マサラタウンを駆ける2つの少年の影が、その地面を滑るように移動していく。
「なぁ、シクー。あのさ……」
スポーツ刈りの少年が、隣りで走るインラインスケートを装備した少年……詩空(シクー)へ声をかける。
「あのさ、親父は結局どうしただろうな?」
「うん……。あれから警察も捜してるらしいけど、見つかってないらしいんだよ、ソウト。ひょっとしたら、『煉(れん)』の連中に捕まっちゃってるのかも。だとしたら、早く行かなきゃだけど……でも、僕達だけで助け出せるかなぁ? きっと『煉』の奴等って、すっごく強いんだと思うよ」
やや不安げな口調と表情を用い、インラインスケートを使って滑走しながらシクーは言った。彼が声を返した相手は、スポーツ刈りをした少年……想人(ソウト)。 時刻は今、昼過ぎと言った所だ。白く激しい輝きを帯びた太陽が、天頂からわずかに西へ傾き始めた所に位置している。季節はもう夏に入っており、シクーもソウトも頭部や背中に汗をかきつつ走っていた。ただしその汗は、単に暑いからというだけで吹き出ているのではない。やはり2人の焦りという感情も、それには含まれているのだろう。
「シクーの言う事も分かるぜ。あの親父が捕まったとなれば、相手はハンパな実力じゃねぇ。けど……それでも、俺は行くぜ。でないと、いつまで経っても親父を超えられねぇ!」
「ソウト……」
「俺は、親父を超えたい。そしてきっと、親父もそれを願ってる。だから俺は、親父を助ける為というのはもちろん、自分の為にも行くんだ」
「そうだね。もちろん、僕だって行くよ!」
かくしてシクーとソウトは、マサラタウンの南を目指す。その海辺にあるラプラスは一時ケイコから借りる事となったポケモンだが、そのラプラスに乗ってグレン島へ渡ろうという事になっていた。

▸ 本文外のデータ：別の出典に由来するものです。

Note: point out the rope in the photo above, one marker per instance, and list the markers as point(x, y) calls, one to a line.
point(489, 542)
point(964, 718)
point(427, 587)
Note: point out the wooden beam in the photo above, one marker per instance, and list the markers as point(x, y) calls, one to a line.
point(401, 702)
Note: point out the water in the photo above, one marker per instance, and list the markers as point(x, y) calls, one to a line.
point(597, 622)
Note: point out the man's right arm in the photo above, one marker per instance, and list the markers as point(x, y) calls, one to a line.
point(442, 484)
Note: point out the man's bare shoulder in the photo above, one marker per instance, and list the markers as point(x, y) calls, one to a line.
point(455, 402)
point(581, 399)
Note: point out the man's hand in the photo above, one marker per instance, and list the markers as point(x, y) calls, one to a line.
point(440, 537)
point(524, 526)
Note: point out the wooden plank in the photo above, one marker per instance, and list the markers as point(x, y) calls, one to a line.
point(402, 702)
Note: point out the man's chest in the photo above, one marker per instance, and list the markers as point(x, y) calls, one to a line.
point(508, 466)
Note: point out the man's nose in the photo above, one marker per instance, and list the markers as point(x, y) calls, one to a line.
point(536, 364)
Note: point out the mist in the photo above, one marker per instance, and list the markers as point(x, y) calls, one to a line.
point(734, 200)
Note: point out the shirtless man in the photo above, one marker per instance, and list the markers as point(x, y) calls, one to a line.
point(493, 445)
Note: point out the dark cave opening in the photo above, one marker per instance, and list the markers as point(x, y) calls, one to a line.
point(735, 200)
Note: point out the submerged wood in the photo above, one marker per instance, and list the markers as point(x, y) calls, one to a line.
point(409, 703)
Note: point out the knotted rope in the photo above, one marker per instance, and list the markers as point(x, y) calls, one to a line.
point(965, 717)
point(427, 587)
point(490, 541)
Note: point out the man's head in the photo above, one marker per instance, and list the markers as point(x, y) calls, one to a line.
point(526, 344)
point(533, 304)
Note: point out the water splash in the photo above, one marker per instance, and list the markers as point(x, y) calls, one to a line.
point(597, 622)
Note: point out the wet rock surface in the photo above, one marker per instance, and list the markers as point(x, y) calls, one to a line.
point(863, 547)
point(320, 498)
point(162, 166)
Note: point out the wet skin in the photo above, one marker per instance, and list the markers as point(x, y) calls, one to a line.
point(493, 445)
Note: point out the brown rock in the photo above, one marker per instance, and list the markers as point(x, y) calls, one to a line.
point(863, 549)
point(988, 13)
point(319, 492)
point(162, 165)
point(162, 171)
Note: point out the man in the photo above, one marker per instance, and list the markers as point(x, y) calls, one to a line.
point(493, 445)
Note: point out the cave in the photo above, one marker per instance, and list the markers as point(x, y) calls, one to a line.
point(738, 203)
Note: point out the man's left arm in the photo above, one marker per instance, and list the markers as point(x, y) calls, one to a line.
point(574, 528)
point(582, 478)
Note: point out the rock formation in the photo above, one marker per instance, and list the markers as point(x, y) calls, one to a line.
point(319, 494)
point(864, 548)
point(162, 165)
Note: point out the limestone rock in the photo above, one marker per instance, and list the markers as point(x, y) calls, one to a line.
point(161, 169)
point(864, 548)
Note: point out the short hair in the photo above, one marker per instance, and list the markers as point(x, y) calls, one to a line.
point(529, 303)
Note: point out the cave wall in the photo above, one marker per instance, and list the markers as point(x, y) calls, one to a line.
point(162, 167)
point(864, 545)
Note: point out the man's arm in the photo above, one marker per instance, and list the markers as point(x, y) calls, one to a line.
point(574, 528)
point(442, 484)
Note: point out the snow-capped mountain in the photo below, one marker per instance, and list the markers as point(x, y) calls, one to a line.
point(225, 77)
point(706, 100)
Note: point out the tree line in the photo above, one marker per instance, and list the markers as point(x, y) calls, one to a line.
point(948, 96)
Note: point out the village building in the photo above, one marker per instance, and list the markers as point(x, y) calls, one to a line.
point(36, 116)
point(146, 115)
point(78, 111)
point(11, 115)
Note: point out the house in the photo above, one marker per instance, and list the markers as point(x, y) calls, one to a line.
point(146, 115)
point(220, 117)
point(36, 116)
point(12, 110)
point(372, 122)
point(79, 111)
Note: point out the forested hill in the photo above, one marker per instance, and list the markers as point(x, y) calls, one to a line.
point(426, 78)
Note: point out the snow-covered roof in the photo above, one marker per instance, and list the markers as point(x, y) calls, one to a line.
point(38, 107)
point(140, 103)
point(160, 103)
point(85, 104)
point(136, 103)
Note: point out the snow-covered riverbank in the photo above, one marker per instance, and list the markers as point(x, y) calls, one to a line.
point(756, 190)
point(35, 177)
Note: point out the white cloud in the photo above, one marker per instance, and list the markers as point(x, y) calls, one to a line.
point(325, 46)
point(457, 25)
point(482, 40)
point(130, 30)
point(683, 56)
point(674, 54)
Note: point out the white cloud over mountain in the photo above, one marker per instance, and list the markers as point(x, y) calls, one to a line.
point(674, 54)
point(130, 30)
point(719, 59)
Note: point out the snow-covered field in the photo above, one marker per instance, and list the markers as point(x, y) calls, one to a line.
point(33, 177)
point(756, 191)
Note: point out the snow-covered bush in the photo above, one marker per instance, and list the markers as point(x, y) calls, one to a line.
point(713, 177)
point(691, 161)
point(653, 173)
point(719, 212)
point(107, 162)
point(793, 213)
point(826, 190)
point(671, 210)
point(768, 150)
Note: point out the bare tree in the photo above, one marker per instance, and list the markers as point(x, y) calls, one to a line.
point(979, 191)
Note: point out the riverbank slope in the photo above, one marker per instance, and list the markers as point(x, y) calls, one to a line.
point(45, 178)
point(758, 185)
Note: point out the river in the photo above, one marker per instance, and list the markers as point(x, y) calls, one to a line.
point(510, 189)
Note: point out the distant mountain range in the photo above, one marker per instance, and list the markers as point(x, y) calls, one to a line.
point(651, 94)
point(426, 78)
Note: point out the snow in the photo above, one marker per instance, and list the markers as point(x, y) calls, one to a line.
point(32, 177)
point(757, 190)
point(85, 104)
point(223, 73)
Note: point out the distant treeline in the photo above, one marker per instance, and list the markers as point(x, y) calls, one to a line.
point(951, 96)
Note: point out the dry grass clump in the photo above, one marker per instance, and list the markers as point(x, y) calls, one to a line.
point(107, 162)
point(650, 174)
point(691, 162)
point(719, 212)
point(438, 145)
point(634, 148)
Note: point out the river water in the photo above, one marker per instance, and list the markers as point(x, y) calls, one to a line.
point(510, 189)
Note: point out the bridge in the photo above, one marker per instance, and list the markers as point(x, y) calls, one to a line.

……2人は全く気づかなかったが、その様子を木陰から見る少年の姿があった。歳は、シクーやソウトより若干年上。側には、リザードという名のポケモンがたたずんでいた。そして何より、シクーとソウトを見つめる少年の眼差しは、子供とは思えない程鋭かった。
「……セオン様」
不意に少年とリザードの背後に、大人の男が現れ声をかける。
「いかがなさいますか、セオン様。我々も今一度、グレン島へ?」
「……。」
しばし、無言のままのセオン。そして、やがてきびすを返すと、次の一言。
「いや、いい。」
それだけ言って、リザードと共にグレンとは反対の方角へ向けて歩き出した。 少し意外そうな表情をしたのは、セオンの背後から声をかけた男。しかし、ぼーっとしている訳にもいかないので、男は先に歩き出したセオンの後へと続いた。そして前を歩くセオンが再度口を開き、男はその言葉を自然と聞く事となる。
「『煉』とか言う一団。我々『無音』にとっての邪魔になる可能性もあるからと来てみたが、どうやら俺自らが手を下す程の連中でも無さそうだ。放っておけば、その内勝手に滅んでくれるだろう。わざわざ無音の首領たる俺が出向くのは、あまりに時間の無駄だ」
男は、セオンよりも明らかに年上の大人。それでも彼は、「セオン様がそう言うならそうなのだろう」とでも言わんばかりに、セオンの後ろでそっと頷いていた。
「……お告げによれば、まもなく第一の関門……」
その少女は、薄暗い森の中で1人で立っていた。緑の瞳と茶に近いオレンジの髪、そしてその手には水晶玉があった。 ポゥ……と、ほのかに輝く水晶玉は幻想的なイメージをかもしだす。ただ、その水晶玉に大きくハッキリ『ティシア』と名前が書かれている事が、ちょっぴりマヌケさもかもしだす。何って言うか、普通水晶玉に名前は書かないような?
ティシアは以前に1度だけ、シクーやソウトの前に現れた少女である。もっとも、2人とも彼女の事をもう忘れているかも知れないが。実はティシア、あれからずっとソウトの様子を追っていたのである。いや、ストーカーではなく……!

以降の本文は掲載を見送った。